Talk about people who live in glass houses! You can't really see it in the top photo, but the windows are also filled with hundreds of bottles waiting to be filled with winey goodness.
 

The tasting room was cheerful with vibrant wine-themed murals!


Those of us that opted to taste gathered in the room and got a great education in the different kinds of Austrian wine.
  


Below is a picture of our host and Sommelier.


We examined the nose and legs of the wine.


And came out  much happier than we entered if not necessarily more knowledgeable.
Our next stop was Gasthaus Polz for a splendid lunch and some more specialty wines.


The gardens were lovely. This one is a traditional herb garden next to the main building.


Across from the house you could see the fields for the Weinbau.


The entrance was festive even though the sky had decided to cloud over.

Someone was a glass artist and had decorated the outdoor garden with his/her work.

On a sunny day, it would have been magnificent to sit outside and enjoy a glass of wine.

But the inside was equally attractive. Decorated in the Volktradition, there were wooden tables and chairs.
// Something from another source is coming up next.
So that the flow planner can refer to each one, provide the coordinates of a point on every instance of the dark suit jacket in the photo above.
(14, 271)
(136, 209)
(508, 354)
We quite filled the room and were served lovely wines and big platters of cold cuts.


Along with the platters came good, solid peasant bread - the best bread in the world!

Outside the farm animals waited for the tourists who would inevitable want to feed them.



There was no question that we were now in Austria with the smart, cleanly kept buildings and dark evergreen trees. 


All too soon it was time once again to get into the bus and head towards our next destination.

The landscapes were stunning and the clouds made them even more dramatic.

Towards evening we reached our final destination  the Monastery in Melk.